Ce recueil de onze nouvelles, dédié à sa famille, est sans doute le livre le plus autobiographique avoué et assumé que Margaret Atwood ait publié à ce jour. Le regroupement des nouvelles suit d’ailleurs une ligne chronologique qui épouse le cycle d’une vie. Les textes abordent tour à tour la vie de famille à différents moments de son cycle élargi, allant de la naissance d’un nouveau membre à la mort annoncée du père dans la nouvelle éponyme. Le texte d’ouverture, « Les mauvaises nouvelles », met en scène un couple âgé à l’aube d’une nouvelle journée. Lui, énonce sans retenue son appréhension devant les nouvelles du jour, mauvaises il va sans dire ; elle, cherche à en retarder la prise de conscience, le jour est si jeune, la vie si courte, pourquoi faudrait-il tout sacrifier aux promesses de l’aube ? Avec un sens de l’observation des plus aiguisés, une ironie à peine feinte, douce et touchante par moments, Atwood brosse le portrait d’un couple vieillissant, heureux d’être encore là, vivant, alors que tout autour d’eux ploie sous l’avalanche des mauvaises nouvelles.
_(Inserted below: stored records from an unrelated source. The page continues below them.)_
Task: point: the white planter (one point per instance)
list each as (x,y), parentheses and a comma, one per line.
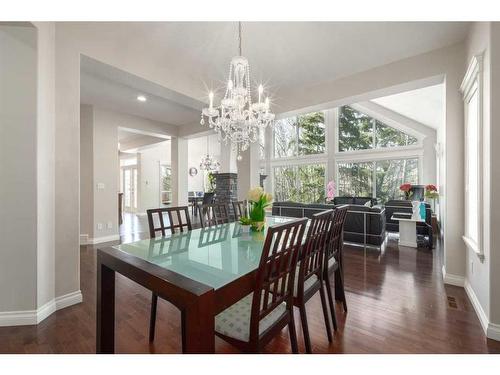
(416,210)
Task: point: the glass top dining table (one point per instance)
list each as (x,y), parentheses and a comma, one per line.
(213,256)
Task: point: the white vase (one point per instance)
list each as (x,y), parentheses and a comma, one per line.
(416,210)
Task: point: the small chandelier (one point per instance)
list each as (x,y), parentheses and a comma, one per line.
(237,119)
(208,163)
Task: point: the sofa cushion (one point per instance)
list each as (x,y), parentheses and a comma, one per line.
(343,200)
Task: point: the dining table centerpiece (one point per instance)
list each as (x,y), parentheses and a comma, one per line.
(258,200)
(406,189)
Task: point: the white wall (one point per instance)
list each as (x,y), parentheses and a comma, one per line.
(149,176)
(87,171)
(18,168)
(100,166)
(495,178)
(478,271)
(197,149)
(46,167)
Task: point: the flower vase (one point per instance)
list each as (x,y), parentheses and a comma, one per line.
(415,210)
(245,228)
(258,226)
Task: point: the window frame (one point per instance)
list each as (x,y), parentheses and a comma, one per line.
(374,160)
(471,84)
(297,164)
(374,148)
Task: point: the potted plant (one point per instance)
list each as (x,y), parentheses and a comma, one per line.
(330,191)
(258,200)
(431,194)
(245,222)
(406,189)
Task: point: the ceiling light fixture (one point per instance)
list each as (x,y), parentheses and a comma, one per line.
(237,119)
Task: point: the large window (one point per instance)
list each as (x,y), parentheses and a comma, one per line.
(358,131)
(390,174)
(300,135)
(380,178)
(355,179)
(304,183)
(471,88)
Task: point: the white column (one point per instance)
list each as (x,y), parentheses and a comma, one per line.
(179,159)
(331,126)
(227,159)
(268,154)
(248,171)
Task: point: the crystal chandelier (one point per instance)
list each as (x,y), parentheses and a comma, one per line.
(237,119)
(208,163)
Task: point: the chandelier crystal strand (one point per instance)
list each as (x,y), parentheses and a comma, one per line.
(237,119)
(208,163)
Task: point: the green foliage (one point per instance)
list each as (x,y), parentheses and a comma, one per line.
(245,220)
(311,133)
(211,182)
(304,184)
(355,130)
« The art of cooking » relate l’arrivée d’un nouveau-né qui viendra inévitablement bouleverser l’ordre des choses, la nonchalance d’un été qui s’étire avec la préparation de la grande sœur qui apprend à tricoter une layette. Ce texte brosse avec tendresse le passage de l’enfance à l’âge adulte, de l’insouciance à la prise de conscience des choses de la vie. Plus loin, la même jeune fille devenue adulte assistera, impuissante, à l’effondrement du père, figure emblématique de cette chronique familiale, victime d’un accident cérébrovasculaire. Nul apitoiement toutefois dans ce texte, mais le récit, sobre et efficace, d’une ultime tentative pour retarder l’issue de toute vie. La nouvelle épouse ici la double trame d’une expédition périlleuse au Labrador et le vain combat pour se remettre d’une attaque cérébrale. Dans l’un et l’autre cas, le silence et la mort sont donnés comme seule issue.
La traduction ne rend toutefois pas toujours avec exactitude la réalité nord-américaine. Sans aller jusqu’à parler de fiasco, c’est pour le moins agaçant.